Despite their oddball surfaces, the Coens’ films have generally been based around fairly clichéd, if not outright banal, sitcom ideas.  The romantic comedy Intolerable Cruelty, the brothers’ first film literally based on someone else’s idea (the script is a rewrite of a never-produced screenplay by Robert Ramsey, Matthew Stone, and John Romano), reveals what a Coen film would look like without that oddball surface, and it isn’t pretty.  The plot revolves around divorce attorney George Clooney’s growing attachment to Catherine Zeta-Jones, the estranged wife of one of his clients.  This isn’t a terrible setup for a farcical romantic comedy, and Clooney at least is an ideal leading man for modern-day screwball.  But sadly he has no chemistry with Zeta-Jones, possibly because she isn’t asked to do anything other than be a shrew, and the Coens pile on so many inane plot twists, pointlessly flamboyant supporting caricatures, and shrill “observations” about the incompatibility of men and women that the main storyline has no room to breathe.  It is a mark of the film’s lack of wit that the line “we’re gonna nail his ass” is its major recurring joke.  And since Intolerable Cruelty is essentially “Coens light,” we don’t get the usual vibrant setpieces or distinctive dialogue to distract from the emptiness at the film’s core.

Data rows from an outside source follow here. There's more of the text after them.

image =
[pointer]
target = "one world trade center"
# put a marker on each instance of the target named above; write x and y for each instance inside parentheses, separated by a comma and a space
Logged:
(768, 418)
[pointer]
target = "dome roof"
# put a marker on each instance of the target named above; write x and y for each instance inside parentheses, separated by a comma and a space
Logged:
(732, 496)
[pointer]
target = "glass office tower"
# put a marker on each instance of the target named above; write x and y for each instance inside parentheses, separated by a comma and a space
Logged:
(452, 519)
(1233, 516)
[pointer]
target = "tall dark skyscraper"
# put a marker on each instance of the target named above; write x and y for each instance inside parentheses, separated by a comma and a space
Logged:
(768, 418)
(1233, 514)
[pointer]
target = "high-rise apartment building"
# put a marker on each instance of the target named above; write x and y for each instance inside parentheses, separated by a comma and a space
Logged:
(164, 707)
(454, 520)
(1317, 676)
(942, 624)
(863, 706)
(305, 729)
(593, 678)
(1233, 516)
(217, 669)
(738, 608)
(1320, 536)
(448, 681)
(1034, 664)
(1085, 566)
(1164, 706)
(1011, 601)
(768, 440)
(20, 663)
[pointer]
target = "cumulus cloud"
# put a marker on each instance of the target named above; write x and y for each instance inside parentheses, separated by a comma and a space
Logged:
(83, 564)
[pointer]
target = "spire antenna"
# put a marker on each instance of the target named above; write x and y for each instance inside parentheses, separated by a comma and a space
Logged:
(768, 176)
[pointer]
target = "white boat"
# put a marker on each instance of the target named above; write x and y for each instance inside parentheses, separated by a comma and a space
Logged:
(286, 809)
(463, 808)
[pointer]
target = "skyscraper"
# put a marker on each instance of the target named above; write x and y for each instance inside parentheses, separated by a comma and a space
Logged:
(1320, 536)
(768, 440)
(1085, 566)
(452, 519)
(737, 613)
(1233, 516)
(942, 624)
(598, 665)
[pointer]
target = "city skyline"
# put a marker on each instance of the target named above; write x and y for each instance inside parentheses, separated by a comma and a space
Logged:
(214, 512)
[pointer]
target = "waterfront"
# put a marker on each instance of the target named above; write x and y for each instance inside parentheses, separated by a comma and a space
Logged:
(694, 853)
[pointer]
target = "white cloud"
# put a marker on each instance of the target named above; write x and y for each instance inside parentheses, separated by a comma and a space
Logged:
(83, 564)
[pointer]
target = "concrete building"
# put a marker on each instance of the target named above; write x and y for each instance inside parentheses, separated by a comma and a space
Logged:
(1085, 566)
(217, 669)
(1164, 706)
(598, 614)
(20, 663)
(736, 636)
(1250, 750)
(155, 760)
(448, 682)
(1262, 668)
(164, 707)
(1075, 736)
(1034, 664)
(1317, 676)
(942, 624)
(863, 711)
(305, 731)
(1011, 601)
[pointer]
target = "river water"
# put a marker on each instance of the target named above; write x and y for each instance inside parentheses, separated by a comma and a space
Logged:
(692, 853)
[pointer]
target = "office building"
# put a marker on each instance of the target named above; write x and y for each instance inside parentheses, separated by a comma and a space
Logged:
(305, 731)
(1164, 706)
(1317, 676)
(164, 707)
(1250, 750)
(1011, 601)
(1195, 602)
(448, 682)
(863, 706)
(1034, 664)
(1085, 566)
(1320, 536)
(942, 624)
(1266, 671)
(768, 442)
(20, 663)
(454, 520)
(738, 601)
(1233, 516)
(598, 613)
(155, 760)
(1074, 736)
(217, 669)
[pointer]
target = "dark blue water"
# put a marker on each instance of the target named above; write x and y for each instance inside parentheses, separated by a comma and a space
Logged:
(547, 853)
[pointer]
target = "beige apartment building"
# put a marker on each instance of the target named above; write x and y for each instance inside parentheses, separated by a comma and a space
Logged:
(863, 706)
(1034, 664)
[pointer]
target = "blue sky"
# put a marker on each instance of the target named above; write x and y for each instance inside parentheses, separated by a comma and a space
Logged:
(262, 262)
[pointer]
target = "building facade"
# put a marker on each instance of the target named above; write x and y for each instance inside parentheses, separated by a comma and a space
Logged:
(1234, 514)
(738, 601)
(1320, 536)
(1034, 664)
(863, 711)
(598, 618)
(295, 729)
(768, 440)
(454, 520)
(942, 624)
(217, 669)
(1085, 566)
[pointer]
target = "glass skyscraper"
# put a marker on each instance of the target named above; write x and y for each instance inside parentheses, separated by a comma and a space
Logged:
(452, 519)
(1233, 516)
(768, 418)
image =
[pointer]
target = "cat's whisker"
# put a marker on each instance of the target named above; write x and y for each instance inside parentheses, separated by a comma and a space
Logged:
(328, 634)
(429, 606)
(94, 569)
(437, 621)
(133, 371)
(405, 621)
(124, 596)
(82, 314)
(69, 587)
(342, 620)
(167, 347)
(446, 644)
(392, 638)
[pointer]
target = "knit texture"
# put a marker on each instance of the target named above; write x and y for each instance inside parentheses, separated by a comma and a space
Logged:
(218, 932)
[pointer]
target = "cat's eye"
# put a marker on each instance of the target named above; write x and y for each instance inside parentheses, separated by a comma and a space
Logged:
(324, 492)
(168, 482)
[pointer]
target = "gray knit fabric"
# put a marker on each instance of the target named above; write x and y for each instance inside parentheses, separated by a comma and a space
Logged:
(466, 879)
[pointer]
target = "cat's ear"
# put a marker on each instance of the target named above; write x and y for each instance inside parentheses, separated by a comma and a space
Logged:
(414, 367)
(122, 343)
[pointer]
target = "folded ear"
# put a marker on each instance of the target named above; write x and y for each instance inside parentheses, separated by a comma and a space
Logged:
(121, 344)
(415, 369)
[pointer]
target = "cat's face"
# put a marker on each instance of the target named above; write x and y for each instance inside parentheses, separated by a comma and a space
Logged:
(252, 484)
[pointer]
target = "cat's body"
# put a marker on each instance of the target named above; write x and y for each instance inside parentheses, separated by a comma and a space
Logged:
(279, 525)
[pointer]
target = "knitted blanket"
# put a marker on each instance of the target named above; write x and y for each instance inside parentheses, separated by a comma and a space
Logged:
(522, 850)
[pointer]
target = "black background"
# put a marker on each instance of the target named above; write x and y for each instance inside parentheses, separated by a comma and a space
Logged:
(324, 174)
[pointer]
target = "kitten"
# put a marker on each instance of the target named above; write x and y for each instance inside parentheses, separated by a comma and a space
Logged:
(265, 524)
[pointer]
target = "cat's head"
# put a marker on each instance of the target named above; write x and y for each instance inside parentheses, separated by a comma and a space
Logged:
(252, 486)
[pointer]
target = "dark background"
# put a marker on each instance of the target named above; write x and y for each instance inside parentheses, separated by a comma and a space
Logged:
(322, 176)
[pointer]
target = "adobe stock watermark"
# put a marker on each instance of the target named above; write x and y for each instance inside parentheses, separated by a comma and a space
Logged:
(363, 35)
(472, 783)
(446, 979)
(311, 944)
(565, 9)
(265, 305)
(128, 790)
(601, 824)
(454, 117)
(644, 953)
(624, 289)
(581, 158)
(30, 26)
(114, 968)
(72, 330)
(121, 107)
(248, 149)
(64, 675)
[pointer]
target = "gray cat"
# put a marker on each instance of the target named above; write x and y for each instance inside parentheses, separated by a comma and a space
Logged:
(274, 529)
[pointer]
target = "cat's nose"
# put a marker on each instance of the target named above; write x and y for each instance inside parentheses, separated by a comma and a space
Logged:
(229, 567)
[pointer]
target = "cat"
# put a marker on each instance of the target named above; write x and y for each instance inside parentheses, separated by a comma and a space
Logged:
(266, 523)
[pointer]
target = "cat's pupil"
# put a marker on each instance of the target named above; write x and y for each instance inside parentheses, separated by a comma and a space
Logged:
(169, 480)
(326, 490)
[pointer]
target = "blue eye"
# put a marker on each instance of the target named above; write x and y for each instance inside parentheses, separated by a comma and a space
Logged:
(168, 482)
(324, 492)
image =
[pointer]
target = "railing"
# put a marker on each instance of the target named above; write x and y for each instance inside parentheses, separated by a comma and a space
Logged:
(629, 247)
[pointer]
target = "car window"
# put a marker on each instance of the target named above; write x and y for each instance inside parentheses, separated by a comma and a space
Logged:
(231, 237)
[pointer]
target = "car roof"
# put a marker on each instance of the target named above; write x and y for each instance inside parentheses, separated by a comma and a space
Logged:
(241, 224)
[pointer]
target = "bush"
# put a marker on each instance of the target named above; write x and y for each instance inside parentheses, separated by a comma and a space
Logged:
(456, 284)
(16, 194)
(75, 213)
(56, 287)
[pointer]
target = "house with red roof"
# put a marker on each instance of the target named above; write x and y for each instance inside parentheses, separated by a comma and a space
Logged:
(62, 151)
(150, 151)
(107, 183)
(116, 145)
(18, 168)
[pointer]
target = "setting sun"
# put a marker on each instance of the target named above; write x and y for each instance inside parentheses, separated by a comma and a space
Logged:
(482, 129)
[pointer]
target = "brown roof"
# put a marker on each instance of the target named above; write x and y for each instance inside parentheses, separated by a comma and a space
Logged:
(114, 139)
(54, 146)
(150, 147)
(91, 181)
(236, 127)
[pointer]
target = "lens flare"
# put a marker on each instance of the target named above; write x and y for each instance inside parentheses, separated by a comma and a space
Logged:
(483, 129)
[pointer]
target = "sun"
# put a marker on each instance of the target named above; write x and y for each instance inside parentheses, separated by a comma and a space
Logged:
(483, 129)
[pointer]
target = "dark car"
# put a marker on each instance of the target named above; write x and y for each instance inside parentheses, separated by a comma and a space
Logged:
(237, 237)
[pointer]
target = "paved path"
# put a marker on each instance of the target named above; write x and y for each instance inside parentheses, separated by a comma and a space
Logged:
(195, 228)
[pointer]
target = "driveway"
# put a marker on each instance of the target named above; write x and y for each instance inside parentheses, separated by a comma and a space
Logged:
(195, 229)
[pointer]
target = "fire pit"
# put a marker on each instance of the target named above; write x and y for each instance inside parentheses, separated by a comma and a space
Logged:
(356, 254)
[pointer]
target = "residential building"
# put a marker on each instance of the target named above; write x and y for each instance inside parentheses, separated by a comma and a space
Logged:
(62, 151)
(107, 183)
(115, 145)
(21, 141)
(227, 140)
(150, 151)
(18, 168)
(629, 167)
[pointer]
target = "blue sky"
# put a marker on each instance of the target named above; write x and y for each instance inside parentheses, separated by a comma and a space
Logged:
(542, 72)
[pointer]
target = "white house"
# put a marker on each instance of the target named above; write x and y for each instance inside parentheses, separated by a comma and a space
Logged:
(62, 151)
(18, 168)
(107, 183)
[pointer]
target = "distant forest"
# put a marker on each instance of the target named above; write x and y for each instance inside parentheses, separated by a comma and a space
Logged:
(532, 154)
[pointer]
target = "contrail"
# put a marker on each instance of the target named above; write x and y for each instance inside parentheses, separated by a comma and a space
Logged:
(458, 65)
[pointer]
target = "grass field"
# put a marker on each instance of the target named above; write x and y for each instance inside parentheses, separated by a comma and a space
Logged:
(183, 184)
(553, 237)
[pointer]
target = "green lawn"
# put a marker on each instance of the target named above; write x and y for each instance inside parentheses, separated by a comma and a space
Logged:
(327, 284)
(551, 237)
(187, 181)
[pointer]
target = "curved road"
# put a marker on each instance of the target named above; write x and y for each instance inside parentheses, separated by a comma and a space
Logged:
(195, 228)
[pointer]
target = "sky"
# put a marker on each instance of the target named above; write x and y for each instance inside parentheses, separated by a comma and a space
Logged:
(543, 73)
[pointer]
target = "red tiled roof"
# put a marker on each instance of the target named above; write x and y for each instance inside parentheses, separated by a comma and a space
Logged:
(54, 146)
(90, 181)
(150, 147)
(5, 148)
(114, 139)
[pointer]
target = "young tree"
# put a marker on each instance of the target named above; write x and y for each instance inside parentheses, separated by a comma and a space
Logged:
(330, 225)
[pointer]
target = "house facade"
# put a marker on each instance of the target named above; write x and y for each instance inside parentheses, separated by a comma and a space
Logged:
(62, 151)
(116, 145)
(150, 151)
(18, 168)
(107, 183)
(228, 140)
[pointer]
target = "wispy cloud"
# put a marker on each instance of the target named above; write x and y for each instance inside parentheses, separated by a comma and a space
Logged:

If Intolerable Cruelty is the nadir of the Coen Brothers’ career, The Ladykillers (2004) represents at least a slight step up.   Remaking Alexander Mackendrick’s popular Ealing Studios comedy (1955) by transplanting the action from rural England to Mississippi is an odd choice, since the original is so thoroughly British that its value to the American viewer is questionable (to my mind, Kind Hearts and Coronets {1949} is the much funnier Ealing Studios film), though the Coens deserve some credit for at least attempting to make the material their own.  A band of thieves led by Tom Hanks plot to steal the money from a riverboat casino, but are foiled at every turn by no-nonsense churchgoer Irma P. Hall, whose basement they are using as a headquarter.  The actual storyline of The Ladykillers falls mostly flat; by the time major part of the plot kicks in, with the crooks attempting to kill Hall but accidentally killing each other or themselves, it feels like too much of an afterthought to get invested in.  But the energy level is up considerably from Intolerable Cruelty, largely because the cast is clearly having a lot of fun (Hanks, in particular, is very charming in one of his increasingly rare comedic roles) and the story isn’t weighted down with too many tangential characters.  T-Bone Burnett, working with the Coens for the first time since O Brother, Where Art Thou? (2000), provides a fine gospel and Southern hip hop soundtrack, though it isn’t as well-integrated into the film as their past collaborations were.  It would be a stretch to call The Ladykillers a return to form, and it is certainly one of the Coens’ weakest films, but it does have its moments.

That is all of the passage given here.